Hierin begegnet uns eine eindimensionale Denkweise, die so selbstevidente Zusammenhänge verkennt wie zum Beispiel: Wer über den Tellerrand hinausschauen will, muß erst einmal einen solchen haben. Oder: Weltoffenheit setzt den Unterschied zwischen der „Welt“ und dem voraus, was sich ihr öffnet.

Zudem ist Vielfalt schwerlich anders denkbar denn als Vielfalt in der Einheit, als in einer gemeinsamen Mitte gebändigte Diversifikation, als Aufschluß des Ganzen in seine Teile und des einen Prinzips in seine Besonderungen. Durch Toleranz wiederum weichen Ordnung und Einheit nicht zurück, sondern runden sich vielmehr ab, indem sie sich auf das, was nach Maßgabe des einheitsstiftenden Standards der Abgrenzung anheimfällt, durch Gelassenheit, Nachsicht und Verstehen hin überschreiten und den Regeldurchbrecher so aus der Distanz heraus wieder vereinnahmen.

Auch befreit der Haß auf das Vor- und Überindividuelle den Einzelnen nicht. Was aber Freiheit ausmacht, ist, daß das Individuum aus dem Subordinationszusammenhang, in dem es unablösbar gründet, heraus- und so den eigenen Voraus-Setzungen denkend und handelnd gegenübertritt.

Nichts anderes verstehen wir gemeinhin unter Demokratie, nämlich „Partizipation“, das heißt reflektierter Vollzug der eigenen Teil-Haftigkeit dem über- und vorgeordneten Ganzen gegenüber. Individuelle Freiheit ist der affirmative, konstruktive Kontrapunkt zum Vor- und Überindividuellen und nicht dessen Destruktion.

Freiheit, Offenheit, Toleranz und Pluralität als Ausdruck des höchsten Vollendungs- und Verfeinerungszustandes von Ordnung und Einheit sind Unterscheidungsmerkmale unserer Kultur und dem Umstand geschuldet, daß das Abendland ausdrücklich ein christliches Abendland ist.

Ob wir nun gläubig sind oder reine Kulturchristen: Angesichts der Auseinandersetzung mit einer monolithischen Islamideologie ist es Zeit, sich zu vergegenwärtigen, daß das Christentum aufgrund seiner theologischen Subtilitäten – ein Gott in drei Personen, Gottheit und Menschheit Christi, Gesetz und Liebe, Glaube und Vernunft, Freiheit und Gnade, Staat und Kirche, Immanenz und Transzendenz – dem Okzident einen kontrapunktorischen Denkstil mitgegeben hat, dem sich, im Unterschied zu den Langzeitwirkungen anderer religiöser Systeme, unsere liberale Kultur verdankt.
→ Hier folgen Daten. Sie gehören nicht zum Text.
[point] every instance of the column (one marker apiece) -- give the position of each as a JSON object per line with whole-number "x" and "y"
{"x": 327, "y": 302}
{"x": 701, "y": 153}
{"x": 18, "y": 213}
Religion ist eben nicht gleich Religion.

Daß die links-grünen Befreiungs­ideologen, anstatt Freiheit im Einklang mit christlich-abendländischer Identität gegen den Islamismus zu verteidigen, ihr Wohlwollen und Verständnis ausgerechnet an einer despotisch-gewalttätigen Machokultur und deren totalitärer Politideologie verausgaben, um sich derart von der Bürde des eigenen Herkommens zu „befreien“, bezeichnet einen Punkt, an dem sich der exzessive eindimensionale Emanzipationismus der 68er-Schule endgültig ad absurdum führt.

Aber der Haß auf das Eigene ist so eingefleischt, das „Deutschland verrecke“ so tief ins Hirn gefräst, die Vorurteile dem Christentum gegenüber so vernagelt und die Selbsttäuschung so mächtig, es habe etwas mit „Aufgeklärtheit“ zu tun, sich das Fremde kritiklos schönzureden, daß man mit wehenden Fahnen die widersinnigsten Allianzen eingeht – Hauptsache, das Bild des „immer gleichen geschlossenen Bayerntums“ wird zerstört.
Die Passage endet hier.